Rényi State Entropy for Exploration Acceleration in Reinforcement Learning
This work addresses the challenge of sustainable exploration for reinforcement learning agents, representing an incremental improvement over prior intrinsic reward methods.
The paper tackled the problem of vanishing intrinsic rewards in deep reinforcement learning by proposing a novel intrinsic reward module based on Rényi entropy, which achieved higher performance compared to existing schemes in simulations.

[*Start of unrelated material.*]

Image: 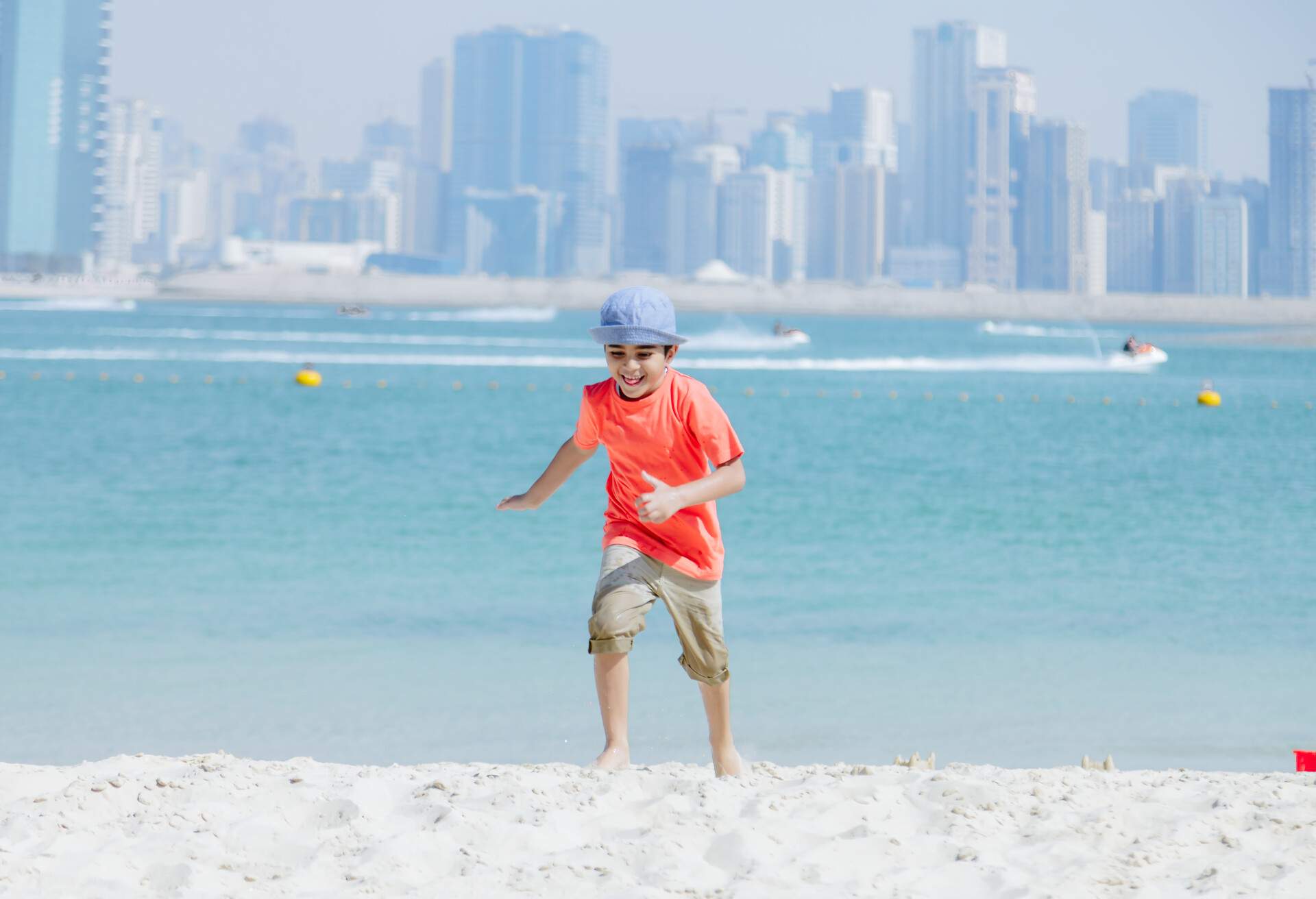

One of the most critical challenges in deep reinforcement learning is to maintain the long-term exploration capability of the agent. To tackle this problem, it has been recently proposed to provide intrinsic rewards for the agent to encourage exploration. However, most existing intrinsic reward-based methods proposed in the literature fail to provide sustainable exploration incentives, a problem known as vanishing rewards. In addition, these conventional methods incur complex models and additional memory in their learning procedures, resulting in high computational complexity and low robustness. In this work, a novel intrinsic reward module based on the Rényi entropy is proposed to provide high-quality intrinsic rewards. It is shown that the proposed method actually generalizes the existing state entropy maximization methods. In particular, a $k$-nearest neighbor estimator is introduced for entropy estimation while a $k$-value search method is designed to guarantee the estimation accuracy. Extensive simulation results demonstrate that the proposed Rényi entropy-based method can achieve higher performance as compared to existing schemes.